Egos be warned, feedback, contemplation, and healing are sure to ensue.

The goal here isn't to change and evolve (although this often happens), the goal is to better understand ourselves and see our patterns in a new light.  When we understand why we keep falling into the same traps, we can approach ourselves with more kindness, acceptance, and love.

 

Learning how to care for ourselves:

 

This is one of the hardest tasks we face in life.  It's easy to treat ourselves and to care for others.  Learning how to care for ourselves (parent ourselves) is hard - just as hard, if not harder, than raising a 3 year old or teenager - I speak from personal experience on this one.

There is a big difference between giving ourselves what we want and giving ourselves what we need.  We may want comfort food, booze, and a shopping spree, but is this what we need right now?  (Hint, sometimes the answer can be yes!)  Take stock of how often are you treating yourself.  If it's big treats nearly every day, this isn't treating this is an addiction.  If you hold all pleasure at bay until you "earn it", that's unhealthy too.

Think about a 3 year old.  This 3 year old is crying, throwing things, hitting, and demanding more toys and candy.  Is that what they need?  It would sure quiet them down for a few minutes and give you some quiet, but I bet they actually need a nap, some cuddles to help them feel safe, and perhaps some food.  When you seek comfort in a shopping spree or a glass of wine, is this really what you want or are you covering up for something else you need but may be ashamed or unwilling to ask for?

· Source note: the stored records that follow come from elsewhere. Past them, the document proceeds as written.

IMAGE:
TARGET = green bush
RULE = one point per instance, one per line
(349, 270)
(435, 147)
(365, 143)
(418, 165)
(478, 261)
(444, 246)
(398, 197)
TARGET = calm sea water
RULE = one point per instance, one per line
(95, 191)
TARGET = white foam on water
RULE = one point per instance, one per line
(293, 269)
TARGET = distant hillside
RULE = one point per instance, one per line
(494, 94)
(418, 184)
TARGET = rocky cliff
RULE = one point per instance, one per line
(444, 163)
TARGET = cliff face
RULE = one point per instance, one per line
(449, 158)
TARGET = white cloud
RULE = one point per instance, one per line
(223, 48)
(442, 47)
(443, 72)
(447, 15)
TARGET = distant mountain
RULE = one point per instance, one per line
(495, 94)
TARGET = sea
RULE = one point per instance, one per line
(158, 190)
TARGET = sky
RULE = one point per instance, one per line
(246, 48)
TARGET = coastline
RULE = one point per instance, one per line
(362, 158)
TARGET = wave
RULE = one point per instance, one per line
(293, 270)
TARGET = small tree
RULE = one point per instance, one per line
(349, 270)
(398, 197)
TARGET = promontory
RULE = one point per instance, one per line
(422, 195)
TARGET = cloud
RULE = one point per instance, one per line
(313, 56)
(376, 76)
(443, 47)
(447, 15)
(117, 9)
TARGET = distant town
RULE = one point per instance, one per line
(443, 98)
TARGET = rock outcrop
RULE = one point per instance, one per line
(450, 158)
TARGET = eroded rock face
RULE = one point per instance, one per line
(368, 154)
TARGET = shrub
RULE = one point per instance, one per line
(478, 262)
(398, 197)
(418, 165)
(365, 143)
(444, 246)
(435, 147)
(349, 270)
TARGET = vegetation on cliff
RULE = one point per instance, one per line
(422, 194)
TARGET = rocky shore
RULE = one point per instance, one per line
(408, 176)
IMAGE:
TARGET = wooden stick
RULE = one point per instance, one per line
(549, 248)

When we love ourselves, we learn to recognize our needs and what happens when we don't get them.  See that picture up there of me with a nice rash around my mouth and up my cheek?  My body is telling me it needs something.  For me, I know it means I need to check in on my diet, sleep, stress and grief.  My body gives me a check engine light, and I'm learning how to recognize this.  This is love.  Love isn't blind, it sees our flaws, it accepts them, and it helps us learn to live successfully with them.  Even those we love the most get on our nerves sometimes!

 

Declaring our love to the world:

 

Wouldn't it be wonderful if we could all recognize our flaws and declare our love for them to the world?  Imagine how diverse and interesting a world full of people who love themselves fully would be.  It would put some industries out of business, but it would make room for new and more healthy ones.

I will start:

I am Dr. Danielle Currey. I am quite short with funny eyebrows.  I have psoriasis and psoriatic arthritis but they don't define me.  I struggle with anxiety and feelings of self doubt that lead me to really really want people to like me.  I am afraid of being seen as foolish, and so I have a hard time accepting feedback.   I am successfully healing which includes accepting and testing my limitations, and I've NEVER felt better.

I love me.  I love you.  I hope you love you too!